A quick tutorial on integrating Lightning with W&B, complete with executable code and interactive visualizations
Created on March 14|Last edited on November 30

Introduction

In this tutorial, we’re going to run you through a few quick steps to integrate Weights & Biases with PyTorch Lightning. And while it takes just a couple lines of code to get started...
from pytorch_lightning.loggers import WandbLogger
from pytorch_lightning import Trainer

wandb_logger = WandbLogger()
trainer = Trainer(logger=wandb_logger)
...the integration allows you to not only train, monitor, and reproduce your models but also:
  • log your configuration parameters
  • log your losses and metrics
  • keep track of your code
  • log your system metrics (GPU, CPU, memory, temperature, etc)
  • visualize your data in customizable tables
  • share and collaborate across your team & organization
And that's just the tip of the iceberg. Still, with that said, this tutorial is certainly not meant to be exhaustive but rather get you started using W&B with PyTorch Lightning. We'll be using some simple MNIST experiments for our backbone here and, if you'd rather read this or follow along in a colab with executable code, we've got you covered there too.
Lastly, before we begin in early, if you’re new to either W&B or PyTorch Lightning, here’s a quick explainer of both:
Weights & Biases is the premier developer-first MLOps platform. With W&B, you can save everything you need to debug, compare and reproduce your models — architecture, hyperparameters, git commits, model weights, GPU usage, and even datasets and predictions.
Pytorch Lightning, meanwhile, is a lightweight wrapper for organizing your PyTorch code and easily adding advanced features such as distributed training, 16-bit precision or gradient accumulation.
You can read more about the integration in PyTorch Lightning’s docs or our own.
And with all that preamble out of the way, let’s get started in earnest, shall we?
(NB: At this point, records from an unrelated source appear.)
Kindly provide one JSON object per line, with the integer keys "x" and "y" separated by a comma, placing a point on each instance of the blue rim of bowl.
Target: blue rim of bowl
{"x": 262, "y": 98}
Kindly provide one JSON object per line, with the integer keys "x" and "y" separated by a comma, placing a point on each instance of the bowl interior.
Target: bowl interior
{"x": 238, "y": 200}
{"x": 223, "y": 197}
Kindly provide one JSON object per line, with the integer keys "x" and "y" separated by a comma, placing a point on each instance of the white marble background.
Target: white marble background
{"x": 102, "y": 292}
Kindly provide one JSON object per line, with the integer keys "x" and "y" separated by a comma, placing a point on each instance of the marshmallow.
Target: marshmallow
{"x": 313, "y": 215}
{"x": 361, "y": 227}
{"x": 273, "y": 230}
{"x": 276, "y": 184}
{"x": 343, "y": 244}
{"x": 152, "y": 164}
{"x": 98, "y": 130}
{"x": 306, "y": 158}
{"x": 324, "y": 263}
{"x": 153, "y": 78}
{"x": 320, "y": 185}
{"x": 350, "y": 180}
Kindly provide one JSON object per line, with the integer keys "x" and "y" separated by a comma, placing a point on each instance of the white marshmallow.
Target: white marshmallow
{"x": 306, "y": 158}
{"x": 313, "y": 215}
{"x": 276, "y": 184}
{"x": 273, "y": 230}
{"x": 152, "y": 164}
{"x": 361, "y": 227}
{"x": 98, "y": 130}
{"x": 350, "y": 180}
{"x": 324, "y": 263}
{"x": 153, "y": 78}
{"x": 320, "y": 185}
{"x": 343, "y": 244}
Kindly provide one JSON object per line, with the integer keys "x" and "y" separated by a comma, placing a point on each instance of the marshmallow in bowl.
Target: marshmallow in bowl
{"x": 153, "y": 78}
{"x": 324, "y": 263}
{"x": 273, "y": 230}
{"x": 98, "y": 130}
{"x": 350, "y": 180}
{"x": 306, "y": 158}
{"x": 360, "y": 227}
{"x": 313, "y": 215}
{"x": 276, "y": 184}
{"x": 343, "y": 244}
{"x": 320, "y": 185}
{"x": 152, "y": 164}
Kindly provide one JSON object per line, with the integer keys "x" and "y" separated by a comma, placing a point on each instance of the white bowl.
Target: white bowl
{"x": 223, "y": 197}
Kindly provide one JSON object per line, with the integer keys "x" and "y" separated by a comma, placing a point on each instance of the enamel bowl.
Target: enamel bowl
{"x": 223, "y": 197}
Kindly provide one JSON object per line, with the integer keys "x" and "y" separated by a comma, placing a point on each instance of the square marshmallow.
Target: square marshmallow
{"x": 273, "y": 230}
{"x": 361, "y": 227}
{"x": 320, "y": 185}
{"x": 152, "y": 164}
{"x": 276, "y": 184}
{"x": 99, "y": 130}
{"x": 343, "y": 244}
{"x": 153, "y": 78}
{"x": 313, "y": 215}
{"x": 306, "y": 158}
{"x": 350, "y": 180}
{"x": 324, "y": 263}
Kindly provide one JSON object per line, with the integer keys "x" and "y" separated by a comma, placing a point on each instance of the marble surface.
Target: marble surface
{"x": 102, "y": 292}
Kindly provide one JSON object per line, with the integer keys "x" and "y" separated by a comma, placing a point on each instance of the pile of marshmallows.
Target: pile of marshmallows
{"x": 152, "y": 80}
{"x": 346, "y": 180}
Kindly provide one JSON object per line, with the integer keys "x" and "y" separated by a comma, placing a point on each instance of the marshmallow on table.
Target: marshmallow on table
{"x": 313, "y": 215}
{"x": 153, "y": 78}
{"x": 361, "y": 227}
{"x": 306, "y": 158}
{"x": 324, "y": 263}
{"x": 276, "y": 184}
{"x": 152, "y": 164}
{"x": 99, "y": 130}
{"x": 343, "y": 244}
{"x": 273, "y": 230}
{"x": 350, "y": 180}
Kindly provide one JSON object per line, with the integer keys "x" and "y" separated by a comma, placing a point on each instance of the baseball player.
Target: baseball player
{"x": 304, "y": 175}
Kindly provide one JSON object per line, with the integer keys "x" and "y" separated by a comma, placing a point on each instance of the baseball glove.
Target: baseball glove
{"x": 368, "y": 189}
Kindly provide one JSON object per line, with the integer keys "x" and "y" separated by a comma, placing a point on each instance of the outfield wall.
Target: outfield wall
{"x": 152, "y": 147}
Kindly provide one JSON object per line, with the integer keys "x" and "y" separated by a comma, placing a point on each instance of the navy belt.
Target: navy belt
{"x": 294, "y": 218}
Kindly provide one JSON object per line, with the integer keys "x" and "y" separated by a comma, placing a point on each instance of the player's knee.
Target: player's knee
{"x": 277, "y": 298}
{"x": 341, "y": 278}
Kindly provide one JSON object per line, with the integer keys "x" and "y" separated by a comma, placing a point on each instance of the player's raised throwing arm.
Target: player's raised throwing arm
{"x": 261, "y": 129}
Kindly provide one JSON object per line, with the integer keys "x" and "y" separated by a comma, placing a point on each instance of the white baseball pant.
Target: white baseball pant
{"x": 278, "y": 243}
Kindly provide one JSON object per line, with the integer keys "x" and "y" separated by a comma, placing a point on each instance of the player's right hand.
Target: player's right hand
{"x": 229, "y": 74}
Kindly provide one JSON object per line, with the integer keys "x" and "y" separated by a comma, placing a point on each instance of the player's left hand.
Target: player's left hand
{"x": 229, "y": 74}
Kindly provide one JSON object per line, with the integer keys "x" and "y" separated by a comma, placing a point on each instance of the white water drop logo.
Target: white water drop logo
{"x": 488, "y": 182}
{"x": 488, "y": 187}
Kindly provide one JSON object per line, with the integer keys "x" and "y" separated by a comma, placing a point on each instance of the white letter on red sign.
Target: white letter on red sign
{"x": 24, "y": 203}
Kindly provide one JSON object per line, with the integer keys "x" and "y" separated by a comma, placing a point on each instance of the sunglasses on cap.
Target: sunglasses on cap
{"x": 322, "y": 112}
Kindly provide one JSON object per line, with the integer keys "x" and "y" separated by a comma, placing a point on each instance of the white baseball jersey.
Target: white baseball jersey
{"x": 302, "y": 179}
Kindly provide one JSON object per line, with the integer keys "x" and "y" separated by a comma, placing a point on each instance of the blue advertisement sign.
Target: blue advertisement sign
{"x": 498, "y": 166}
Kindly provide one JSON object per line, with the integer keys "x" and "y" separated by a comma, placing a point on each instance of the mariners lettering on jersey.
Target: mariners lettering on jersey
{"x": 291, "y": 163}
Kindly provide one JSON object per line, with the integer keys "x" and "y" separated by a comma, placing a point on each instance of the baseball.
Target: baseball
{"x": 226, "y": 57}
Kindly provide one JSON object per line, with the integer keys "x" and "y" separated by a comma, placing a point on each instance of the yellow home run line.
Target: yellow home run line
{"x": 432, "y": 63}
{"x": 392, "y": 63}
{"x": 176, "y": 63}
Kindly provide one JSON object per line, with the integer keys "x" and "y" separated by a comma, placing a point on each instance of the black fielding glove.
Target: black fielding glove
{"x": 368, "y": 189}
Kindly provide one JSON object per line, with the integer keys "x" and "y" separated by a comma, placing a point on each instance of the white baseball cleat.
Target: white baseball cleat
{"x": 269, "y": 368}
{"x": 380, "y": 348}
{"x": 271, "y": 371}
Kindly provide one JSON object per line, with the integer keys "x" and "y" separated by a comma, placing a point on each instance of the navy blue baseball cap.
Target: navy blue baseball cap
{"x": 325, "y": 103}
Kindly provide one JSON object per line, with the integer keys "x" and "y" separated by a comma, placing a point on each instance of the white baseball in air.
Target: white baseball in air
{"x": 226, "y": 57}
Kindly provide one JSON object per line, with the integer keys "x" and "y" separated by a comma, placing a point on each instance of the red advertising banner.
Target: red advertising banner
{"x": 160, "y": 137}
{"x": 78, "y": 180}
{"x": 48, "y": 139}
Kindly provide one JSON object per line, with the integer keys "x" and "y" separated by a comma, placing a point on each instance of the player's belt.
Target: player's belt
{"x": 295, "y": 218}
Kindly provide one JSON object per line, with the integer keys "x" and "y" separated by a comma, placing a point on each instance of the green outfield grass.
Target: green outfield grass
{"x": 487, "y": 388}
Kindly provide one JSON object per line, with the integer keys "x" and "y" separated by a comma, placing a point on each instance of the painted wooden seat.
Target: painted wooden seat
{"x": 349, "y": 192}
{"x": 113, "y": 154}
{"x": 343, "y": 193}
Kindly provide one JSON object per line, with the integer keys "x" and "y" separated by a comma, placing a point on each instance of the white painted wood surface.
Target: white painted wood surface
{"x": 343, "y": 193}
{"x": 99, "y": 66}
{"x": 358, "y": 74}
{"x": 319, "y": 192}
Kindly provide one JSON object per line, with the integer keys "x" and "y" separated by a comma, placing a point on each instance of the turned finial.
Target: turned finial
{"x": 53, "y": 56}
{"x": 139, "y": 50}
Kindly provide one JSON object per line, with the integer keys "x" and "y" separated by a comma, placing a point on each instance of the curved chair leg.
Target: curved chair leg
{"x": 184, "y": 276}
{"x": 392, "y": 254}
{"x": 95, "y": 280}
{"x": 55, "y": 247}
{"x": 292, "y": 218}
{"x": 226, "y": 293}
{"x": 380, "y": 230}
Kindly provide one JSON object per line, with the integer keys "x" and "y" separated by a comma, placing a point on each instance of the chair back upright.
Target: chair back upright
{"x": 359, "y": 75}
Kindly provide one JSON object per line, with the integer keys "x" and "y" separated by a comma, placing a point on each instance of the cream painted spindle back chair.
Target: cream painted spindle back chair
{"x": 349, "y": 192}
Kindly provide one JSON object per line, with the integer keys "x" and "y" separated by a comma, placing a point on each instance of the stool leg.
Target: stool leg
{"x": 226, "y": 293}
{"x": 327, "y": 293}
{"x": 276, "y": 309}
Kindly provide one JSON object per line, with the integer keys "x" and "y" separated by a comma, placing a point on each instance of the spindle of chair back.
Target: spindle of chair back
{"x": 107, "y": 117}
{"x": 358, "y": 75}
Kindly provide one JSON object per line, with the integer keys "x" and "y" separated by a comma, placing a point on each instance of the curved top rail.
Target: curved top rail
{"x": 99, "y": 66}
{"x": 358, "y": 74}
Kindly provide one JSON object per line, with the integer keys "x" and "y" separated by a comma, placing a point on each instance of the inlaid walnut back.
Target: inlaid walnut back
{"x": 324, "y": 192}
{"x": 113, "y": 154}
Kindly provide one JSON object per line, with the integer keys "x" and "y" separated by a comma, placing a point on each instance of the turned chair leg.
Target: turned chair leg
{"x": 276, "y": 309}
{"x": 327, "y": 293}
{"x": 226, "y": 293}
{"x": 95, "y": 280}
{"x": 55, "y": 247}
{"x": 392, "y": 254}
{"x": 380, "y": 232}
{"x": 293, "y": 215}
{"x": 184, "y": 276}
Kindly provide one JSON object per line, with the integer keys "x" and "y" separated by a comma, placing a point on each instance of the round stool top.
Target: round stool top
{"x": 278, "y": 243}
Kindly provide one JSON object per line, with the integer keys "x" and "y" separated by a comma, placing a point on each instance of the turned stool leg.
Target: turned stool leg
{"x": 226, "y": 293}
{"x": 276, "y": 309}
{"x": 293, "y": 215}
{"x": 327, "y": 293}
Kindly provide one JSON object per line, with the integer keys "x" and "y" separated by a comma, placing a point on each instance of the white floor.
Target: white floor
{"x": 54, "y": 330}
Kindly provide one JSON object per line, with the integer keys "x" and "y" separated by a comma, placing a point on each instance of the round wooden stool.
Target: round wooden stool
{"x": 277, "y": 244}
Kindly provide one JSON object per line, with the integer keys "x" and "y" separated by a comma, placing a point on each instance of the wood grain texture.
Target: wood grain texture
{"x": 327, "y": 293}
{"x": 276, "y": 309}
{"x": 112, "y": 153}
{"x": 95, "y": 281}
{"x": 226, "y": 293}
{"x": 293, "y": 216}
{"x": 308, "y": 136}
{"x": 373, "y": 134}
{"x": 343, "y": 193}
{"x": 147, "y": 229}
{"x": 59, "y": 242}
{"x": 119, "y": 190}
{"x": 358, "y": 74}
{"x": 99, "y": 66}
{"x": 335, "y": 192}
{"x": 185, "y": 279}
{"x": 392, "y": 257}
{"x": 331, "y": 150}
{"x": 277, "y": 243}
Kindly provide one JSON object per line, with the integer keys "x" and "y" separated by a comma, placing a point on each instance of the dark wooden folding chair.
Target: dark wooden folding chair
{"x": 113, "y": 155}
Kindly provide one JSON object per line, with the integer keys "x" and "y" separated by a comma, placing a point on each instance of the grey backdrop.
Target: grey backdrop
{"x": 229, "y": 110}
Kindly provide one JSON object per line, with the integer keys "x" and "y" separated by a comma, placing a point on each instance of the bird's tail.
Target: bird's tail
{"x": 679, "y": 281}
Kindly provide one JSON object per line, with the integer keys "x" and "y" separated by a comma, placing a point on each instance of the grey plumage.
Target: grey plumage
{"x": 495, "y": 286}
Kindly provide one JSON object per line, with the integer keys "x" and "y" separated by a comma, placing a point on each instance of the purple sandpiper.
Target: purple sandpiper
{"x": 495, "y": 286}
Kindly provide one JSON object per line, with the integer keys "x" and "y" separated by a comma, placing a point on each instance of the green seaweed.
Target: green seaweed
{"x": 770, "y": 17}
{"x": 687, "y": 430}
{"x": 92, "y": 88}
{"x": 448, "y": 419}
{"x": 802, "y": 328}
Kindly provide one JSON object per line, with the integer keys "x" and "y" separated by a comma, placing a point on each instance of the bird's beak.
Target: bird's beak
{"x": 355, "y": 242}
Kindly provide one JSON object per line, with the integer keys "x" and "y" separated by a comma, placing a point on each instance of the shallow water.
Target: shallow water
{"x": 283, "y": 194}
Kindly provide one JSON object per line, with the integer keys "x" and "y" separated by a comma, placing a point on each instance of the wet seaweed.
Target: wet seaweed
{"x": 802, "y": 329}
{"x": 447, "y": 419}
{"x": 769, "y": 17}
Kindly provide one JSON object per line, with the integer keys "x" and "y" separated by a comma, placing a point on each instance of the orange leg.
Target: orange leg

Installing & Setting Up W&B

First, let's install our Lightning integration
!pip install -q pytorch-lightning wandb
Then take a moment to double-check that our experiments will be associated with our own personal accounts:
import wandb
wandb.login()

Setting up Our Dataloader

For the purposes of our tutorial, we'll be using a vanilla PyTorch dataloader and the canonical MNIST dataset. This code brings in that dataset and lets us transform it for our experiments:
from torchvision.datasets import MNIST
from torchvision import transforms
from torch.utils.data import DataLoader, random_split

transform = transforms.Compose([
transforms.ToTensor(),
transforms.Normalize((0.1307,), (0.3081,))])

dataset = MNIST(root="./MNIST", download=True, transform=transform)
training_set, validation_set = random_split(dataset, [55000, 5000])
--
training_loader = DataLoader(training_set, batch_size=64, shuffle=True)
validation_loader = DataLoader(validation_set, batch_size=64)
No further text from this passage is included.